Wednesday, December 11, 2013

On Judgment

12/11/2013
Judgment

I'm looking beyond the Christian view of this which is directly that Judgment is the providence of God the Father with even Jesus Christ deferring to His Father on this as well as saying in no uncertain terms that lite...rally anyone at anytime can come to Him and receive forgiveness, something that many Christians conveniently overlook in their often seemingly obsession need to judge and condemn others, not to mention themselves.

Obviously also I'm looking beyond the simple need to judge the relative distance of other vehicles when driving so one does not run into them - I mention this because I myself did not understand this spiritual concept of non-judgmentalism and would think rather bitterly, "well you can't exist without judging!" totally missing the point, LOL!

The "point" can be rather subtle, I think? At an Adult Children of Alcoholics workgroup meeting wherein the leader is a little more directive than normal for the group, he said that from the Big Book it says that it is not a good idea to even help someone understand something they need to understand and I perked up at that? I'm at the point myself where I very much would relish help in pushing back any remaining dark for I understand well that while I know what I know I don't know what I don't know. But he said that if we figure out what we need to figure out for ourselves, the process is following a natural course that is totally individual and that then we move along at an emotional or spiritual pace, as it were, that is exactly right for us. Wow. That is some wise ass shit right there, I whistled softly. Blows me away how often this ACA stuff is as clever as any Zen Master might be?

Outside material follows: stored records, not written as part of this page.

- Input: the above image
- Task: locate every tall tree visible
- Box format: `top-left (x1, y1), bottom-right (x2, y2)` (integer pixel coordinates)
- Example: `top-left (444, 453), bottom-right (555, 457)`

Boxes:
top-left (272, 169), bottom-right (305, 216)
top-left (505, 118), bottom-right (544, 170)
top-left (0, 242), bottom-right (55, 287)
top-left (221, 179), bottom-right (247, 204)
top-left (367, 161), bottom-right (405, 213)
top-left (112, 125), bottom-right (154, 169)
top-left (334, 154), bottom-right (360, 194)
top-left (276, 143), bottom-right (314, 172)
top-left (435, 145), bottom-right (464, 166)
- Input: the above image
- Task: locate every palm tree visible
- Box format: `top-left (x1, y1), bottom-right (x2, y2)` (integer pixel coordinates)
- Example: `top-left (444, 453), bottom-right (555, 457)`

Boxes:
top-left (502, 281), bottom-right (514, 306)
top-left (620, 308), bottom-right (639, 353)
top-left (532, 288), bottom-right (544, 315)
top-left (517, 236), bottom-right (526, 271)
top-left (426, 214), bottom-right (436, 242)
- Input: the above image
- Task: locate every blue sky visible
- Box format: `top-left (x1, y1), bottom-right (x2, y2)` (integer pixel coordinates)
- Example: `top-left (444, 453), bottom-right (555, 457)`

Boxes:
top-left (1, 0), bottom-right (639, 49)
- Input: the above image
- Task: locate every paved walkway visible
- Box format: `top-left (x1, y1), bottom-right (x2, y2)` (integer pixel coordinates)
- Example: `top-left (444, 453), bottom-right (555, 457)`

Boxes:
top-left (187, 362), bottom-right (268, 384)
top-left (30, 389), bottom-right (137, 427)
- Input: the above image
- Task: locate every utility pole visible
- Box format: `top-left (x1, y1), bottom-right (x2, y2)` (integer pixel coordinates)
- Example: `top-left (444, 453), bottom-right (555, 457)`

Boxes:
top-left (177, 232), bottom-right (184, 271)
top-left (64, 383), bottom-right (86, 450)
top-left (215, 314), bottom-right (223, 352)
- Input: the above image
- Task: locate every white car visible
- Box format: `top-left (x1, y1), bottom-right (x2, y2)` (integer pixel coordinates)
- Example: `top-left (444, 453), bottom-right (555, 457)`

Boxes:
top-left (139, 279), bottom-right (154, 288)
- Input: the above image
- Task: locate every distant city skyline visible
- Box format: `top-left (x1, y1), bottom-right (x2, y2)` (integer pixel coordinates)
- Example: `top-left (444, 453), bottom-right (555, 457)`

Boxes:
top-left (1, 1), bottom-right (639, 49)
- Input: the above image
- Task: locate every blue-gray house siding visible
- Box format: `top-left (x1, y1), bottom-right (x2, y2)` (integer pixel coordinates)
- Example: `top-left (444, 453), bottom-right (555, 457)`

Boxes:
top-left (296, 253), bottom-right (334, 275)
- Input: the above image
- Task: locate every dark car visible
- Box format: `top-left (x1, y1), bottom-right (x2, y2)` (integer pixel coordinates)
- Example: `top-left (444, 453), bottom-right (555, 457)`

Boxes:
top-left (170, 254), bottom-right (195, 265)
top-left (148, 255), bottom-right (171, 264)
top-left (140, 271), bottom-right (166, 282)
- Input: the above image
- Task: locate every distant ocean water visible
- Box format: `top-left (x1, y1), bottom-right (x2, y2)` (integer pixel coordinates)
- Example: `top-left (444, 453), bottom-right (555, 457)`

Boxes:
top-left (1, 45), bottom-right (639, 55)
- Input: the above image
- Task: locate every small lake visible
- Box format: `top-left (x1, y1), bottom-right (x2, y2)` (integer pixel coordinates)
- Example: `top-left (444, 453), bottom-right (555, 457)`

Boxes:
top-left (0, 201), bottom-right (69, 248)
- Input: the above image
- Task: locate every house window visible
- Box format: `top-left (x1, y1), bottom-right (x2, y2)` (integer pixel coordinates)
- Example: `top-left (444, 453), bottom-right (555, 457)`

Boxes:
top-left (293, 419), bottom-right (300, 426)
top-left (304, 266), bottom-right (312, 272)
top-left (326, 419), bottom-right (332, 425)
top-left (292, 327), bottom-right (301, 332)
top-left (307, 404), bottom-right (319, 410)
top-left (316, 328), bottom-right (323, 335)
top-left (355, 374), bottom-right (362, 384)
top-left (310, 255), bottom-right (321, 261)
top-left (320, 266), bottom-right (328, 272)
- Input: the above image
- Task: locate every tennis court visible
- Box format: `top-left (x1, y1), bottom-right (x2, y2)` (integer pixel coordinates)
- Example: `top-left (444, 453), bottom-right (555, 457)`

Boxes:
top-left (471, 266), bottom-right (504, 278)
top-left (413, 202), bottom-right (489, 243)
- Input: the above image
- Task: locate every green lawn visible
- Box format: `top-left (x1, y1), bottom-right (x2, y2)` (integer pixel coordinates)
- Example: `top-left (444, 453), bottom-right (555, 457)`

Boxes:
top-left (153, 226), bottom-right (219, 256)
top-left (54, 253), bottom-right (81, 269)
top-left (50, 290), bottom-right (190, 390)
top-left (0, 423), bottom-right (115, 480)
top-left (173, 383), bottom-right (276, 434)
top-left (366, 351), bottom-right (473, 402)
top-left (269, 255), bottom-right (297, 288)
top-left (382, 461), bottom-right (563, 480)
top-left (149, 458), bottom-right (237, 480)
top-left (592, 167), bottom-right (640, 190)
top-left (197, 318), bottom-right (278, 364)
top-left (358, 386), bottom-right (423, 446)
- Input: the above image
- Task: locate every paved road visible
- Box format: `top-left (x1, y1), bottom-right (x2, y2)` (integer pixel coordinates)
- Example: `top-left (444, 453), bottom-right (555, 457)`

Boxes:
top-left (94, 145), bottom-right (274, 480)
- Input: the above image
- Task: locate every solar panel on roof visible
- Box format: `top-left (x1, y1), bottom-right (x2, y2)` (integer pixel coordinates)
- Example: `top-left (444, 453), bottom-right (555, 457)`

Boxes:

One of the hardest things I've had to learn and barely so is that I should not always say what I know to someone. For me it is especially hard since one of the coping mechanism I evolved to deal with early childhood trauma is the understand everything - EVERYTHING which I refer to as "hyper-vigilance" and which I am still attempting to change into a Zen like "awareness" that is a receptive thing rather than active or "projective" thing for in my "understanding" is also judgment. Also, I expend a great deal of energy in this hyper-vigilance and much less when it is flipped to it's other side as Awareness? I do truly understand now that there are as many paths to the mountaintop as there are climbers but it is fiendishly difficult for me to not want to help others along their own path. One still unresolved issue in all this is that writing fiction comes directly from this compulsive need in me to understand everything and everyone down to molecular levels and the process I'm still involved in is jamming me up in a very strange way but I'm allowing it for now for back to "the point" I've learned now that just because something is "wrong' doesn't mean it isn't right when viewed from the big picture point of view, or perhaps to say from a spiritual point of view. Like I see now that I HAD to make considerable mistakes in order to get to this place I'm at now for which I am so grateful to be? And so with others now I consider that while what they are doing or not doing may look wrong to me, or even wrong to us all, in some fashion quite beyond my ability to comprehend (we're talking "the Mind of God" here) even our mistakes are not really mistakes?

In 2007 I was told, "Everything that ever was, ever will be or is right now is perfect" and even now that is a hard pill to swallow. But more than ever I feel that it is correct only I am not spiritually advanced enough to grasp the truth of it - much as I hate to use that phrase, "spiritually advanced enough" just not sure how else to say this? But to be sure the opposite of judgment is acceptance and acceptance is my goal to just keep praying for the strength to "accept the things I cannot change" which is the overwhelmingly vast majority of "things" in life.